A short story I am working on.

She is a curious girl who questions authority. Years from now, she will recall the days of her early youth where her never-ending questions of ‘what’ and ‘why’ always end with Mother’s stern look accompanying silent judgement. Father always looking away and staring into the distance. Something he does a great deal of during throughout taut marriage. At the tender age of six, this unsettling experience will set the tone for the rest of the child's constricted life.

Seated quietly in the backseat of the family’s silver 2014 Toyota Corolla, the child poses straight against the seat, her short legs fusing together, dangling just above the smooth, carpeted floor, hands flat on her lap.

Father keeps his focus on the road as the neighborhood trees sweep by in the windows. Mother sits in the front passenger seat. Eyes closed, mumbling to herself. The child can faintly hear words like “Saintly Earth” and “giving us strength.”

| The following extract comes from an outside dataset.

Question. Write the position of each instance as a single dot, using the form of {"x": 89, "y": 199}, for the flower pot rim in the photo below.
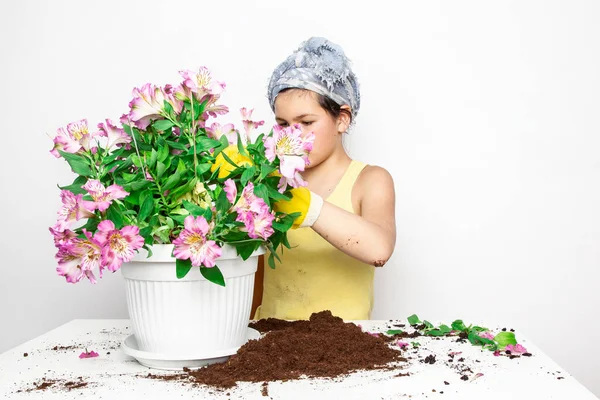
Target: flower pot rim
{"x": 163, "y": 253}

The child then makes a mistake, breaking the quiet. “Mother, why does a planet need to be worshipped?”

The parental units tense, bodies rigid in their seats. Staring straight ahead, faces blank, mouths unmoving. “Are you questioning the faith?” Mother calmly responds.

Cold, hard eyes now stare piercingly through the rearview mirror, sending shivers down the child’s spine.

“N-No,” the child stuttered and quickly looked down. But Mother was not done. “And what else?”

The child looked to Father, eyes pleading for the mercy of an intervention. Instead, he continues to drive, his only focus is the road. Stoic yet indifferent. The child sags her shoulders, closes her eyes, and obediently recites the phrase taught to her tediously over previous weeks.

“The Divined Goddess, Her Holiness Supreme, Our Protector, Our Savior, blessed is she, therefore are we.”

Mother nods in approval, slowly smiling in that way that always makes the child uneasy, looking at the road once again. All three sit in that claustrophobic car as the overgrown mossy temple rises into view.

Suddenly, that heavy feeling emerges in the child’s chest again. One she has felt before and will become very familiar to her… fear.